The Washoe Tribe began seeking ways to generate revenue to provide for its people and gain self-sufficiency. After looking at several opportunities with various Indian tribes and researching different business models to follow, their tribe met with our Tribe and began discussing how the Poarch Band of Creek Indians were able to succeed in these areas and how we could help their tribe do the same.

"It wasn't so long ago that we were building our first gaming facility in hopes that it would provide a brighter future for our people,” PBCI Tribal Chair Stephanie Bryan said. “We believe it is part of our obligation, as Indian people, to support others in their efforts to achieve financial security. We are thrilled that we can play a role in making sure that the Washoe Tribe can use its land to better the lives of their tribal members."
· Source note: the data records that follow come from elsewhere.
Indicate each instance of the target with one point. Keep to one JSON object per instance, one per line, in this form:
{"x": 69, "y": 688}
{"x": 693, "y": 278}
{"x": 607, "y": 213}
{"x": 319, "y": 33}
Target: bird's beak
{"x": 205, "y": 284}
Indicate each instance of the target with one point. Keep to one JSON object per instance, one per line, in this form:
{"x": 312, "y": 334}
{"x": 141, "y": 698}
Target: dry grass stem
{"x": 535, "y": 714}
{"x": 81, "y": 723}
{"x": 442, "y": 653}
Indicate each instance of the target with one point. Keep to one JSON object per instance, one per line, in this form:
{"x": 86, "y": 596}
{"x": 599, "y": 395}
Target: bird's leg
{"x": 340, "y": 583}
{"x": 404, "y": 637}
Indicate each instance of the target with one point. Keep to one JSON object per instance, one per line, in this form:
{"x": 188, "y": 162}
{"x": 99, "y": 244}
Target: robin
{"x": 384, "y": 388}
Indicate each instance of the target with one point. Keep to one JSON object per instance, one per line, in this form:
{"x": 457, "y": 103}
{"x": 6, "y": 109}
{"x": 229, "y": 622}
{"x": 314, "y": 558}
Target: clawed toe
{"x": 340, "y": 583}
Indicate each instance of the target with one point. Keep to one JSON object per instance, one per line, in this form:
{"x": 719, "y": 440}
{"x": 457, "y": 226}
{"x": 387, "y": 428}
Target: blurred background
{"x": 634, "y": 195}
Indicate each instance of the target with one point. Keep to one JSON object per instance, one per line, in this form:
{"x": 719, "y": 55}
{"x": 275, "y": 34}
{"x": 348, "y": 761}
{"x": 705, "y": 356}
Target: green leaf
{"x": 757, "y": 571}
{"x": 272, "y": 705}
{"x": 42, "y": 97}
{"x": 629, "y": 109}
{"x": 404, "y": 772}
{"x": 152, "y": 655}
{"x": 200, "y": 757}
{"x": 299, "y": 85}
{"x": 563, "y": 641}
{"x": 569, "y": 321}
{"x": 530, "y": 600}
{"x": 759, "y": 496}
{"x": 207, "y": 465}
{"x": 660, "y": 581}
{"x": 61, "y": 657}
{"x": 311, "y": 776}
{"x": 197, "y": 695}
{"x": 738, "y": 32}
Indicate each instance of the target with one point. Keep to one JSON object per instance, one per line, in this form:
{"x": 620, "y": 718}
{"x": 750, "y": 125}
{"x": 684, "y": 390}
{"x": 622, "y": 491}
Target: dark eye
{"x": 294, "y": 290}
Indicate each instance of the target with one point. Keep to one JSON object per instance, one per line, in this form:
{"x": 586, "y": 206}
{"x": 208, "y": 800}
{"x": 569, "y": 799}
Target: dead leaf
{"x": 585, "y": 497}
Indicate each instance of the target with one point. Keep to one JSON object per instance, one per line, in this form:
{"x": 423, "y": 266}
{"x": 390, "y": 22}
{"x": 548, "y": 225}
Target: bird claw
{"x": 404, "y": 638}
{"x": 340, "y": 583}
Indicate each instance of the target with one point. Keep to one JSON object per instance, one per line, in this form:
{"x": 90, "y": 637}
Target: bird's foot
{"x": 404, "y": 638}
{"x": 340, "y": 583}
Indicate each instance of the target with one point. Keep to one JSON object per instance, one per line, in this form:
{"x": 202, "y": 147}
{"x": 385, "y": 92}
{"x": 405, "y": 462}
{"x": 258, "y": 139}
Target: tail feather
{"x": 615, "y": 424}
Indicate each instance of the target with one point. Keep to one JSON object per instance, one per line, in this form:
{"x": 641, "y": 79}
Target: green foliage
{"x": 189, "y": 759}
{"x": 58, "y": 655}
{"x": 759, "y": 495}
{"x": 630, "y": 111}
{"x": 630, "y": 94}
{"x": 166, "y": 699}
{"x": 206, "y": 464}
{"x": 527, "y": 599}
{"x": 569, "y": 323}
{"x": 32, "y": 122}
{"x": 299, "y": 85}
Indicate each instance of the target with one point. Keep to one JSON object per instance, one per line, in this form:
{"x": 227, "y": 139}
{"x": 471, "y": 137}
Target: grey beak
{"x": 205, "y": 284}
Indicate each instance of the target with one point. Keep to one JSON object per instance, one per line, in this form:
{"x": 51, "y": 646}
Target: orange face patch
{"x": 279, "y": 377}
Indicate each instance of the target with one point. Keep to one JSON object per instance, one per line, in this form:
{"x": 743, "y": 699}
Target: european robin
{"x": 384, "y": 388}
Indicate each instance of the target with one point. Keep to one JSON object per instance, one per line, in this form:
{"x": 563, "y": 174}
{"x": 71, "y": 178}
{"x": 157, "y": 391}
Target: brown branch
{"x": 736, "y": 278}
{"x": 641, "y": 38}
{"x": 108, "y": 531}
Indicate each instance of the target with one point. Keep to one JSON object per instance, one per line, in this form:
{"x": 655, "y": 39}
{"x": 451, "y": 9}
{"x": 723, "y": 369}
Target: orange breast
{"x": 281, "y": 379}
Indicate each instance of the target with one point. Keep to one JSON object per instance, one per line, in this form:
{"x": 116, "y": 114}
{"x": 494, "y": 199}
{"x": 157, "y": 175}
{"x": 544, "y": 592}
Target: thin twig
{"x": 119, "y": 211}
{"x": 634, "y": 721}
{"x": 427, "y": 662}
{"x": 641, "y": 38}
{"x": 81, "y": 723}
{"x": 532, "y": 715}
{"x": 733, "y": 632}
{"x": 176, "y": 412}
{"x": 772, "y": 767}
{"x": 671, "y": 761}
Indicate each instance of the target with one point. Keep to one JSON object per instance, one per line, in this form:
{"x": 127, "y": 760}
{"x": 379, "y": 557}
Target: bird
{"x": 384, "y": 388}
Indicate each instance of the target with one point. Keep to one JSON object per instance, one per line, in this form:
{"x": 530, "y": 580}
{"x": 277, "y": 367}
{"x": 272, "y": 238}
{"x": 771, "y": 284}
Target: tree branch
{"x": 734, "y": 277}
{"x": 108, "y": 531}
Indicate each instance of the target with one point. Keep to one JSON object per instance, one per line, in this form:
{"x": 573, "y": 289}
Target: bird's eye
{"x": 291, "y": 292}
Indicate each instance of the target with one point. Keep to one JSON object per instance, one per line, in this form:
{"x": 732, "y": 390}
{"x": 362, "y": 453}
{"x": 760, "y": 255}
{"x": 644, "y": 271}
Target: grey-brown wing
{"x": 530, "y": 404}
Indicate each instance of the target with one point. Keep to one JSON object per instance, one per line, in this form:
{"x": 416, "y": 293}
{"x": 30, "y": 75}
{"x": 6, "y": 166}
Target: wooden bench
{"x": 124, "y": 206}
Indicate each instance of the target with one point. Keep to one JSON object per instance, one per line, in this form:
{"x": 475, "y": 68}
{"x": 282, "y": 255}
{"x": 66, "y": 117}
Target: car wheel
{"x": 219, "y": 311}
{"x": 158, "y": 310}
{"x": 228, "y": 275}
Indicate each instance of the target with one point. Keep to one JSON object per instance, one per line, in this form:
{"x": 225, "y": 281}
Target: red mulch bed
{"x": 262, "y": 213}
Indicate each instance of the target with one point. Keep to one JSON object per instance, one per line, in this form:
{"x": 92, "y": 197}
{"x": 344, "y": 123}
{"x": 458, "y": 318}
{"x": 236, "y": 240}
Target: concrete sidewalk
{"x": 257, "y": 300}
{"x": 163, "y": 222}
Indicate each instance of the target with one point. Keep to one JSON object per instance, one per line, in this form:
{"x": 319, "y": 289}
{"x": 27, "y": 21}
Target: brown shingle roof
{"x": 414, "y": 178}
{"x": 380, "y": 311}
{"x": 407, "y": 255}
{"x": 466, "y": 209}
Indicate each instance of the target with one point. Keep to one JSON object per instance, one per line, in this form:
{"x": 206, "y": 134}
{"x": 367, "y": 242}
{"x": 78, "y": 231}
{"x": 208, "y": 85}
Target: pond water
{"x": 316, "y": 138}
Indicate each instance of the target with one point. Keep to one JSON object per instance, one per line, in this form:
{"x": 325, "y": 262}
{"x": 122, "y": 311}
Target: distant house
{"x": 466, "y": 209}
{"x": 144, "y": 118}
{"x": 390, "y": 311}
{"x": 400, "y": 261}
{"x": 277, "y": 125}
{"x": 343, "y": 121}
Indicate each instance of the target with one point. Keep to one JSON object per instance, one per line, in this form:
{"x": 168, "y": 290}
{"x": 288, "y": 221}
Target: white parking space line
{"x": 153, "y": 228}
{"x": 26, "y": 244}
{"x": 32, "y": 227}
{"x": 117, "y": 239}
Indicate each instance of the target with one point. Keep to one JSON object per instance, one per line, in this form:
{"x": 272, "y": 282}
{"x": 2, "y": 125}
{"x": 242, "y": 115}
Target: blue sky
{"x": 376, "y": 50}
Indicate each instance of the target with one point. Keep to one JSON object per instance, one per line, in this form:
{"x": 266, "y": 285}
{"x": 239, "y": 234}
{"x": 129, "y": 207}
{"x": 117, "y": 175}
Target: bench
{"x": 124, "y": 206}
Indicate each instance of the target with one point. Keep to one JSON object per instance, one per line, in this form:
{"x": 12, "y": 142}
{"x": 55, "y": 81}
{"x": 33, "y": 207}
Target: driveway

As a result, the two tribes joined efforts and through the PBCI’s economic development branch, Creek Indian Enterprises Development Authority (CIEDA), the work began on phase one, constructing a travel plaza in Nevada that was mirrored after Creek Travel Plaza here in Atmore. Once that phase of the project was completed, CIEDA and the Washoe Tribe moved on to phase 2 — a gaming facility similar to Wind Creek Entertainment venues.

"Opening a casino and partnering with the Poarch Band of Creek Indians is another step toward the Washoe Tribe's long term goal of economic self-sufficiency," Washoe Tribal Chair Neil Mortimer said. "We are excited about the partnership and pleased to create job opportunities for our tribal members, as well as local residents. The partnership between our tribe and the Poarch Band of Creek Indians of Alabama is the first of its kind, and we are looking forward to increasing the gaming and dining experience in the Carson Valley area for both residents and visitors."

What this means for the Poarch Band of Creek Indians is yet another successful investment and creates diversification within the gaming industry.

It also encourages our Tribe to continue giving back, not only to other tribes, but to everyone around us.

Vice President of Business Development for Wind Creek Hospitality and a Poarch Creek Tribal Council Member, Arthur Mothershed, said, "Our Tribe knows all too well the challenges faced by the Washoe Tribe. Fortunately in the past 10 years, we have been able to overcome many of those obstacles, and we are both honored and excited to have had the opportunity to share our good fortune and knowledge with the Washoe Tribe as their partners on this vitally important project."

The Wa She Shu Travel Plaza opened in early 2015, and the Wa She Shu Casino opened adjacent to the travel plaza in May 2016. Wa She Shu means “the people’s place” in the Washoe Tribe’s native tongue.